After that, I simply stopped talking. Pointing out the obvious was only making us both nervous. That is to say nervouser. Because crossing the Hudson against the current was no easy going. And if I hadn’t already been bluish gray, I’m sure I would have been so green that even Kermit would’ve been less than thrilled with me, perhaps even made up a new Muppety song: It’s Not Easy Being Dead.
***
It had to have been at least an hour before the tarted-up statue was looming high overhead. As suspected, no one seemed to have spotted us, not with us coming in from around their backside, as it were. Or, if they had, there were certainly no alarms going off. There was just us and the kayak and, praise be to Allah or Buddha or Confucius or any other god of your choosing, a place to pull up to and a relatively short stairwell to climb.
I turned to the zombies as Lola and I again stood on solid ground. “Go back the exact way we came. Climb out of the kayak when you arrive at the marina. Good luck.”
I saluted them. They groaned and began to paddle once again. “Bon voyage,” Lola said as we turned away.
“Falling on dead ears,” I told her.
“Don’t you mean deaf?” She thought about it and shrugged. “In any case, it never hurts to be friendly.”
I thought of how I had left the comfort of my factory in Utah, all in the name of being, to a certain degree, friendly, but neglected to rub it in. I mean, why kick a zombie when she’s down? “So now what?” I asked, instead.
She stopped and turned my way. “We act dumb, just as planned.”
“And avoid the priestess, Topaz, and VaVa, the one that clearly worships Blondella. They were the two that looked suspicious when they thought they’d seen the disco-ball-crushed queen. They’re the traitors.”
“And probably the ones who are holding our husbands then,” Lola interjected. “So is it better to avoid them or buddy up to them?”
“Keep your friends close and your enemies closer?”
She nodded and touched fingertip to nose, missing it by just an inch. “Damn,” she said.
“Yeah, that’s a hard one.”
And so we moved, keeping to the periphery, lurking in the shadows. Because, even though we weren’t the enemy, we were still zombies, and it was easy to believe that the islanders we encountered would strike first and ask questions later.
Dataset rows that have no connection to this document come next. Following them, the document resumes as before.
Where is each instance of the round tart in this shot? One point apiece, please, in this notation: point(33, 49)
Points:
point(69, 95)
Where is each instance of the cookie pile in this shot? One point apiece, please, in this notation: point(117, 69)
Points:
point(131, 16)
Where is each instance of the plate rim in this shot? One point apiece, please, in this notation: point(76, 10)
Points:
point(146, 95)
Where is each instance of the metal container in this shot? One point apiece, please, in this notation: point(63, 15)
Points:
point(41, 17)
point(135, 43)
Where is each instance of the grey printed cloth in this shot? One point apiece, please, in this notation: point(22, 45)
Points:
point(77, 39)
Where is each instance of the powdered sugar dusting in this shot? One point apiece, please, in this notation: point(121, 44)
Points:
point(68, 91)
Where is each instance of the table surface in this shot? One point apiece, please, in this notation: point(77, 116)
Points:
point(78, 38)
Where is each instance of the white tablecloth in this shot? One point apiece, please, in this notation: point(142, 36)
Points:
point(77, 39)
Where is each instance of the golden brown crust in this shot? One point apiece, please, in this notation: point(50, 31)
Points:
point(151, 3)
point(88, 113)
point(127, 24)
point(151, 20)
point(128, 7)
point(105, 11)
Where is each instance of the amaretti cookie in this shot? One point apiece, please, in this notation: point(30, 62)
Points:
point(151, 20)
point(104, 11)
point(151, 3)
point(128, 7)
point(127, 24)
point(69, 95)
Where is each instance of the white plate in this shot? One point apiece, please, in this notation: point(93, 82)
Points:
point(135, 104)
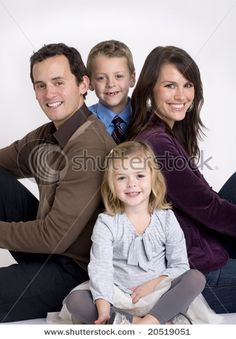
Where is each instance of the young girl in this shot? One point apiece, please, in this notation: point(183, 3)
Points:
point(137, 245)
point(166, 106)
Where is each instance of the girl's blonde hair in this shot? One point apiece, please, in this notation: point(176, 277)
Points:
point(126, 150)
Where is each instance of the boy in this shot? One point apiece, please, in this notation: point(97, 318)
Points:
point(111, 71)
point(50, 238)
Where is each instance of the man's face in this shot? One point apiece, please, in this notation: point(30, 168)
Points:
point(56, 89)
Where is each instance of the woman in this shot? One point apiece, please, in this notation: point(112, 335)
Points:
point(166, 107)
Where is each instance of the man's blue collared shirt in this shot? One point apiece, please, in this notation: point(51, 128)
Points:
point(106, 115)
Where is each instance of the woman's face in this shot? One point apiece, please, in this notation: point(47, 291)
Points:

And, truth be told, I’d been struck enough as of late—enough to last, well, a deathtime.
“Any ideas where they might have been taken?” asked Lola as we huddled beneath an ancient oak.
I nodded. “Ellis Island.” I pointed into the distance. “The museum there, it’s one of the few buildings not used for housing.” I then pointed much closer. “Or here, just below Lady Liberty. It’s where the priestess, Topaz, lives. There are rooms inside, an easy place to hide someone or ones.”
Lola looked from one point to the other. “It would take us much longer to get across to Ellis Island, with a higher risk of being spotted. I vote we search here first.”